We use Hyper Text Transfer Protocol Secure (HTTPS) which is the secure version of HTTP, the protocol over which data is sent between your browser and the website that you are connected to. The ‘S’ at the end of HTTPS stands for ‘Secure’. It means all communications between your browser and the website are encrypted.
Payments
We provide paid products and/or services. We use third-party services for payment processing (e.g. payment processors).

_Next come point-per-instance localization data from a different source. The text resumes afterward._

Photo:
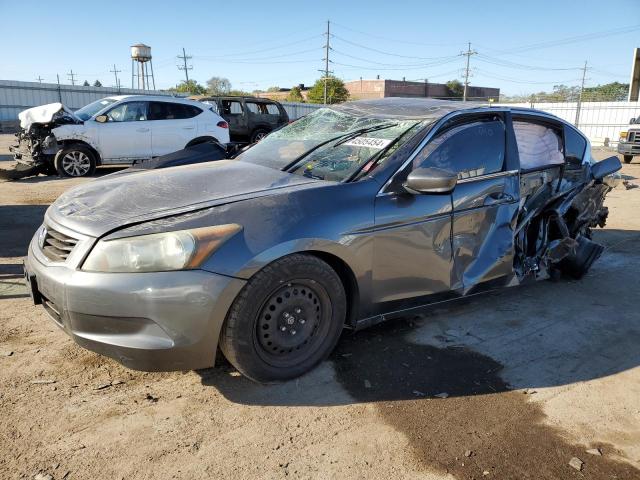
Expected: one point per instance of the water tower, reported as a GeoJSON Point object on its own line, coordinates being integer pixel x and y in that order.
{"type": "Point", "coordinates": [140, 64]}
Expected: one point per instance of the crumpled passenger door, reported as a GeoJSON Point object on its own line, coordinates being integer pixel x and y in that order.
{"type": "Point", "coordinates": [485, 202]}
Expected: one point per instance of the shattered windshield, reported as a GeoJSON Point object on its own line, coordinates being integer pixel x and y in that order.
{"type": "Point", "coordinates": [88, 111]}
{"type": "Point", "coordinates": [331, 145]}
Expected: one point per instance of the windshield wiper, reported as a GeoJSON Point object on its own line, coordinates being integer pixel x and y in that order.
{"type": "Point", "coordinates": [345, 137]}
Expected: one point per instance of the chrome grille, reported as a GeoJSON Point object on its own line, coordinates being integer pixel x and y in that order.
{"type": "Point", "coordinates": [57, 246]}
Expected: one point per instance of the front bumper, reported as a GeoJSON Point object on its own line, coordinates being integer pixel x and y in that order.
{"type": "Point", "coordinates": [146, 321]}
{"type": "Point", "coordinates": [628, 148]}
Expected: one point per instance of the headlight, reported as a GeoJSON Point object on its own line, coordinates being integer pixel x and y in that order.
{"type": "Point", "coordinates": [159, 252]}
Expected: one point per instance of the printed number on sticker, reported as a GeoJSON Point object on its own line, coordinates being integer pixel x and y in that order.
{"type": "Point", "coordinates": [378, 143]}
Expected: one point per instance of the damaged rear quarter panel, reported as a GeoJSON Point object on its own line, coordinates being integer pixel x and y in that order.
{"type": "Point", "coordinates": [81, 133]}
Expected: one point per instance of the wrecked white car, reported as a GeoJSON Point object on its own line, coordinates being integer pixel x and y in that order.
{"type": "Point", "coordinates": [114, 130]}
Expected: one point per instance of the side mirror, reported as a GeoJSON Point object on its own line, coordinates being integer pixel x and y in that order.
{"type": "Point", "coordinates": [605, 167]}
{"type": "Point", "coordinates": [430, 180]}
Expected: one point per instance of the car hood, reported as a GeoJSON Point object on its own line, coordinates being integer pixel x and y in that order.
{"type": "Point", "coordinates": [55, 113]}
{"type": "Point", "coordinates": [109, 203]}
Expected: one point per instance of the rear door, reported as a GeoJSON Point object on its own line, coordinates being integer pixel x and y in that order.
{"type": "Point", "coordinates": [233, 112]}
{"type": "Point", "coordinates": [173, 126]}
{"type": "Point", "coordinates": [126, 136]}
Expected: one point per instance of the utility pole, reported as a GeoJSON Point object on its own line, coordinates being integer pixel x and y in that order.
{"type": "Point", "coordinates": [326, 61]}
{"type": "Point", "coordinates": [115, 72]}
{"type": "Point", "coordinates": [467, 54]}
{"type": "Point", "coordinates": [186, 68]}
{"type": "Point", "coordinates": [579, 104]}
{"type": "Point", "coordinates": [72, 77]}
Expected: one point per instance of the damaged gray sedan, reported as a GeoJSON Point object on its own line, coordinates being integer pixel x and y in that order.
{"type": "Point", "coordinates": [352, 215]}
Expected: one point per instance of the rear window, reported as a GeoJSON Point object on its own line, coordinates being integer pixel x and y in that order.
{"type": "Point", "coordinates": [470, 150]}
{"type": "Point", "coordinates": [231, 107]}
{"type": "Point", "coordinates": [261, 108]}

We will not store or collect your payment card details. That information is provided directly to our third-party payment processors whose use of your personal information is governed by their Privacy Policy. These payment processors adhere to the standards set by PCI-DSS as managed by the PCI Security Standards Council, which is a joint effort of brands like Visa, Mastercard, American Express and Discover. PCI-DSS requirements help ensure the secure handling of payment information.
The payment processors we work with are:
- Paypal
Their Privacy Policy can be viewed at https://www.paypal.com/us/webapps/mpp/ua/privacy-full
what data breach procedures we have in place
We have put in place procedures to deal with any suspected personal data breach and will notify you and any applicable regulator of a breach where we are legally required to do so.